Олжас Умерович снова коснулся ногтем кнопки и посмотрел на меня выжидающе. Я уже не сидел, я стоял возле стоматологического кресла, ошеломленно держась за горло.
– То есть…
– То есть можно переходить на полный автомат, – со скучающим видом заверил он. – Выкинь все из головы, пусть он сам за тебя отвечает. Садись, чего стал?
Я сел, пытаясь собраться с мыслями.
– Но… я же все равно буду слышать, что мне говорят!
Толстым, как мой средний палец, мизинцем он указал на свое массивное ухо.
– А динамики зачем? Нейтрализуй.
– Нет, но… Собеседника, допустим, нейтрализую. А себя?
– И себя нейтрализуй. Себя как раз проще всего. Тембр знакомый.
– Но видеть-то все равно буду! – заорал я. – Еще не дай бог по губам читать начну!
Он пожал необъятными своими плечищами. Где, интересно, на него такой халат шили?
– Задай непрозрачный фон, – невозмутимо посоветовал он. Предложение прозвучало в достаточной мере дико.
– То есть оглохни и ослепни, – возмущенно подытожил я. – И что мне тогда делать?

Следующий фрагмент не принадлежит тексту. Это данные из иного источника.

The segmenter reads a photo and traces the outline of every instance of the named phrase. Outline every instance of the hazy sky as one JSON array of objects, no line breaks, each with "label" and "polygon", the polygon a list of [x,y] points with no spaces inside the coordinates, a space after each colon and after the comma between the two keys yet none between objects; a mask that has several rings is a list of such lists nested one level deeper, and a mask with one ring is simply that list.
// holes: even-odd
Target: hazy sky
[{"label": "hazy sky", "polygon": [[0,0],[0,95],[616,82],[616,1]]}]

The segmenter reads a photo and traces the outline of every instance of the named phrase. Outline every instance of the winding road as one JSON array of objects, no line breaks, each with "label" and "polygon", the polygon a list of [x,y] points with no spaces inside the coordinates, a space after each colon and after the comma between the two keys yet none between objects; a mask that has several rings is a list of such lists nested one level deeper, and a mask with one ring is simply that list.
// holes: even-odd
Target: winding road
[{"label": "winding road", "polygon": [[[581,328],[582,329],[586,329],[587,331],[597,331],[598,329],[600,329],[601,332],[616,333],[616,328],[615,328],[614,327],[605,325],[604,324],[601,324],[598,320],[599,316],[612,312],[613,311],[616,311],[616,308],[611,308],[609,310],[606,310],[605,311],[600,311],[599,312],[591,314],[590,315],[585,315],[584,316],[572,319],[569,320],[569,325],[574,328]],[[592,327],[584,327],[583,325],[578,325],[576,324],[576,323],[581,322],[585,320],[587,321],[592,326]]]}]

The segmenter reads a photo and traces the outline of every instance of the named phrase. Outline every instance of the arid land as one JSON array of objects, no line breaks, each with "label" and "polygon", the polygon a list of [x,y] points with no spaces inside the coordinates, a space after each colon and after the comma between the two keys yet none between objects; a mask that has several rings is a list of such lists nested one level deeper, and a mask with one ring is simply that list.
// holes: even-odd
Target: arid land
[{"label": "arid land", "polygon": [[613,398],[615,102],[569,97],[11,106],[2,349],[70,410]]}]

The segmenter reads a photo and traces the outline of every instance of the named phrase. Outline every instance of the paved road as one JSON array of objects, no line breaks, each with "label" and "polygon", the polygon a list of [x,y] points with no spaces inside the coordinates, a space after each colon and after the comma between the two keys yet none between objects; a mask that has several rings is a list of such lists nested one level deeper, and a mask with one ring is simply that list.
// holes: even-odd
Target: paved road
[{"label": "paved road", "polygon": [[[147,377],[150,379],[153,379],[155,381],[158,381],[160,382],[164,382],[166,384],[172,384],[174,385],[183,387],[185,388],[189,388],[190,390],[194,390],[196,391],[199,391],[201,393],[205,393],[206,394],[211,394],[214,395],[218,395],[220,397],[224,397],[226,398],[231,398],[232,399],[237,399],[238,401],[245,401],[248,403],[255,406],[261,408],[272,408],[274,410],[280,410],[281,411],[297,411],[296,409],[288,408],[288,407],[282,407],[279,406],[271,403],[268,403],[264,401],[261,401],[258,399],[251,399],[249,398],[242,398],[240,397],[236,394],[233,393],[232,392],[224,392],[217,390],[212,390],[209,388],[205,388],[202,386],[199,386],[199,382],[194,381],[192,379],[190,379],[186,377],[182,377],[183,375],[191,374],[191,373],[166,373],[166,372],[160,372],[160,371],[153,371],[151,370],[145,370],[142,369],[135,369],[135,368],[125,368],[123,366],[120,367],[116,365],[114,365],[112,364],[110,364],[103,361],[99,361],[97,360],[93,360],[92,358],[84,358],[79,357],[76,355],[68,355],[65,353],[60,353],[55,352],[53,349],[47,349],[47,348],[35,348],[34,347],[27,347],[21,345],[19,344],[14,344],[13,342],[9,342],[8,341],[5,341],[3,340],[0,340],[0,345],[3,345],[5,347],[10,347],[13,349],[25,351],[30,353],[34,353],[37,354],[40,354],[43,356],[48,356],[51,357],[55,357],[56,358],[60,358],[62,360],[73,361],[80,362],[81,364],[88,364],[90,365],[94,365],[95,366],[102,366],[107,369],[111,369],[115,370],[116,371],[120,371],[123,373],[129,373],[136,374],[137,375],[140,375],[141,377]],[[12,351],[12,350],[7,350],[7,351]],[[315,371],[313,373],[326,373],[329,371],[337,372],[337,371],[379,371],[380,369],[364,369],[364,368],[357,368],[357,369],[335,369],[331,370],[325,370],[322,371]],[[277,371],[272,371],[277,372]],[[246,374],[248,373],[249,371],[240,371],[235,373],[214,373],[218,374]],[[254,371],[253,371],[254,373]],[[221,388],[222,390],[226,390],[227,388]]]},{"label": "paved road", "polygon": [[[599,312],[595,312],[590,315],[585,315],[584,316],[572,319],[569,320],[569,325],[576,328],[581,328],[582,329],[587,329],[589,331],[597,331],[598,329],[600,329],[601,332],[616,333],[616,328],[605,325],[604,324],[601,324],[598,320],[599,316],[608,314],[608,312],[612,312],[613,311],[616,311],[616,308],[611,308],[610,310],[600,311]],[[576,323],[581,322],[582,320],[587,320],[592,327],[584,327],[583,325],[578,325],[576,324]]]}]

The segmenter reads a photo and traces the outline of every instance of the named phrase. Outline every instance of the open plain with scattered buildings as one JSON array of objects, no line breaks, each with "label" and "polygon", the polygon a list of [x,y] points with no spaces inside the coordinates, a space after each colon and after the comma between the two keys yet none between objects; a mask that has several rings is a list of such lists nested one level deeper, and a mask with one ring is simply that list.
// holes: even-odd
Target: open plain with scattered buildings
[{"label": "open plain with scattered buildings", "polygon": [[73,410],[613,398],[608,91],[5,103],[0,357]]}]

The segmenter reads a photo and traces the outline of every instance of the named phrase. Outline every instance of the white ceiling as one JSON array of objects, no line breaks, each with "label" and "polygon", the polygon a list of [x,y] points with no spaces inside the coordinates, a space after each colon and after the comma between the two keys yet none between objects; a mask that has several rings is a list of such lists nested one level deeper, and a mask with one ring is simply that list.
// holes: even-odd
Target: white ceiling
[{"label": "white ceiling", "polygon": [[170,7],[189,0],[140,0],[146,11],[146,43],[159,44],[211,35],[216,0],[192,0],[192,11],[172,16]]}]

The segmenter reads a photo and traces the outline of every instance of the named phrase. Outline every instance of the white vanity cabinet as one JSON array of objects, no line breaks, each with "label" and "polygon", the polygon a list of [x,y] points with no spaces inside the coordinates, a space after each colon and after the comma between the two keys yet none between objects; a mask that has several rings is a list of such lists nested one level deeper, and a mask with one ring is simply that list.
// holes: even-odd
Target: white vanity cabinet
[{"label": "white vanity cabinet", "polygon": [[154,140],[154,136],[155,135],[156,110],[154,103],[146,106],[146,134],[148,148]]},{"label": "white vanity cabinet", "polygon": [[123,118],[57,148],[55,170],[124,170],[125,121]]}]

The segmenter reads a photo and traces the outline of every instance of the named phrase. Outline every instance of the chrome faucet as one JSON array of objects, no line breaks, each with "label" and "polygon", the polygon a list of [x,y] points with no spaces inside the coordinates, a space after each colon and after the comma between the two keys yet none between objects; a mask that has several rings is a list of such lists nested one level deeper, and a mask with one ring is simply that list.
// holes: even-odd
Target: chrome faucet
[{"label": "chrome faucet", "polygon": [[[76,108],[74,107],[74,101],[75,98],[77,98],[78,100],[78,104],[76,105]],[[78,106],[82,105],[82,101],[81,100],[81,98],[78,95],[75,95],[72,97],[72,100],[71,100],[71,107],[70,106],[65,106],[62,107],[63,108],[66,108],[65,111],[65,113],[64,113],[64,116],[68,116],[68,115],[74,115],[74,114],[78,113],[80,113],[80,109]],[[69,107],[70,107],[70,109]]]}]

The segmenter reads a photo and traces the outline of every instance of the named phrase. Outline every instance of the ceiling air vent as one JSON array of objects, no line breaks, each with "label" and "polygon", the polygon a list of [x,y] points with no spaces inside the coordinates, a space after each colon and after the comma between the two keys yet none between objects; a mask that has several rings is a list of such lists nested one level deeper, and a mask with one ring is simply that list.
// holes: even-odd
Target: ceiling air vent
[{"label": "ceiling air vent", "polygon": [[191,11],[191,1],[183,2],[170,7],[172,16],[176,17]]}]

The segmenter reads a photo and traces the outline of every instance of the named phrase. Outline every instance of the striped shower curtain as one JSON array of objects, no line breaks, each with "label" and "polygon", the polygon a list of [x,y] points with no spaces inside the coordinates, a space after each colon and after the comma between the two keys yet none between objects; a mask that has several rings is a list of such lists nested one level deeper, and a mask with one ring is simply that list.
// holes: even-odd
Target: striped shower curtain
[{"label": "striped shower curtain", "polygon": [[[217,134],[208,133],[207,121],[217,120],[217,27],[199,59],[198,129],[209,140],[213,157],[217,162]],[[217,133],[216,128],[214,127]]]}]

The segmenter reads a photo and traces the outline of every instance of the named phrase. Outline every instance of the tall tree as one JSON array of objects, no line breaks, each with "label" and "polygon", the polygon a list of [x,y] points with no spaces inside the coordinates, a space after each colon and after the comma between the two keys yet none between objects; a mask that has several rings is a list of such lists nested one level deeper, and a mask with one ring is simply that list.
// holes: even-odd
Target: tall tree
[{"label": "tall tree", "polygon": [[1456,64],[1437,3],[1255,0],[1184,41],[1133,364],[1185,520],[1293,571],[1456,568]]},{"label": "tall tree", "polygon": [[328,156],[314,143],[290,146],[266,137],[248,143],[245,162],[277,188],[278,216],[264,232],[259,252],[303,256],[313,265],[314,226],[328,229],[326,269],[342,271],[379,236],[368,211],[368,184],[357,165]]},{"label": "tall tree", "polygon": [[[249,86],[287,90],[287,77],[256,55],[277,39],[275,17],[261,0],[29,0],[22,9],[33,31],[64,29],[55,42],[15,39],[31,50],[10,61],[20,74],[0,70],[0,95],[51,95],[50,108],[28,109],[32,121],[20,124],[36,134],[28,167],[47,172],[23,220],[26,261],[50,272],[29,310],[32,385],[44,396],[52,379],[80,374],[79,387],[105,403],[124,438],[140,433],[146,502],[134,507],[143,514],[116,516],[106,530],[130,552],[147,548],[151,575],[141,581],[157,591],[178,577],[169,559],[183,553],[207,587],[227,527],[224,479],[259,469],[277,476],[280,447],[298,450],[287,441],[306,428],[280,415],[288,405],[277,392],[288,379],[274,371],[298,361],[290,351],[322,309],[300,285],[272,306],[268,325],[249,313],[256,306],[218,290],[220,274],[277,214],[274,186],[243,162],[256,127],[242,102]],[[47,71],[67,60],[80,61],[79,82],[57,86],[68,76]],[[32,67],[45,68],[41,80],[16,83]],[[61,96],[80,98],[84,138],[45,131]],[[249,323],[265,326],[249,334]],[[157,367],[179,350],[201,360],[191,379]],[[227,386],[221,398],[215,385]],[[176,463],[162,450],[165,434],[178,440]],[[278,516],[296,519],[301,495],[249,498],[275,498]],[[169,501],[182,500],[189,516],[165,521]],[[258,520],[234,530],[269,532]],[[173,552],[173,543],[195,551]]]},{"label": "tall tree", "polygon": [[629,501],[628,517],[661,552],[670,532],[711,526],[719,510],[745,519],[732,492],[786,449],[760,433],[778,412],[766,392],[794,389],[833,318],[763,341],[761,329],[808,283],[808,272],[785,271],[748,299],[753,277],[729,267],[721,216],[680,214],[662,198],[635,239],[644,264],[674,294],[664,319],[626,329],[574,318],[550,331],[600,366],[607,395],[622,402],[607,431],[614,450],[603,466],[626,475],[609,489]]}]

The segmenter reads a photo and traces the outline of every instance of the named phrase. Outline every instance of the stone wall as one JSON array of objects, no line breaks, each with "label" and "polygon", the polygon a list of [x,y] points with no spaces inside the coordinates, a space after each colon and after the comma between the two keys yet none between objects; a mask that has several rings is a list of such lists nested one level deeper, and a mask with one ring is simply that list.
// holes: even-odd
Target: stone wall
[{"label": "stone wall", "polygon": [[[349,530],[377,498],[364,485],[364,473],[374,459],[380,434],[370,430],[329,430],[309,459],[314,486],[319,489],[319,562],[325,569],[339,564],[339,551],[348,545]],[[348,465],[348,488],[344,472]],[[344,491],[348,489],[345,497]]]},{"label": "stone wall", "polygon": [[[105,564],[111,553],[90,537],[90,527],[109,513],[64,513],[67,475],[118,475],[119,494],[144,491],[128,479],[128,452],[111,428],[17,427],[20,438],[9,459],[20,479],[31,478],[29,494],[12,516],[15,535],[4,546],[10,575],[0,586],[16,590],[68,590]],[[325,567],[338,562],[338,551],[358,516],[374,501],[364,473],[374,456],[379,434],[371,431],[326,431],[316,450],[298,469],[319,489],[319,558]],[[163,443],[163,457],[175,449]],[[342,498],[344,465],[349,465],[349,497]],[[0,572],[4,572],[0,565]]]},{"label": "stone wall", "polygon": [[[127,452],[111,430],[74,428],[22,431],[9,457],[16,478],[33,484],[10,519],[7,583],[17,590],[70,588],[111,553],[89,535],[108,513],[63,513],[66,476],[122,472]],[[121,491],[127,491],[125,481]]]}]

– А что хочешь, – с ленцой отвечал Олжас Умерович. – Хочешь – фильм смотри, хочешь – музыку слушай. Хочешь – читай.
Из больницы я выписывался уже на автомате. Точнее – на автоответчике. Никаких надписей перед глазами, а с персоналом и собратьями по переломам за меня прощался вживленный в гортань динамик. Фон я оставил прозрачным, да и звуки решил пока не гасить.
Поэтому смею лично заверить, что все банальности, все освященные традицией словеса были произнесены и с той, и с другой стороны.
Провожали меня с сожалением. Шутка ли: такой собеседник уходит, такой юморист, такой очаровашка! Льдистые глаза сестрички Даши оттаяли, опечалились. Не показала она мне то место, куда ее укусил дачный комар. Жаль.
Я переоделся в гражданку, бросил немногочисленные свои пожитки в пластиковый пакет и, выйдя из корпуса, одиноко двинулся в направлении ворот, сквозь которые всего две недели назад на территорию больницы, а заодно и в мою жизнь ворвался бешеный джип, за рулем которого, побитый и порезанный, сидел Александр-Николай-Эдуард.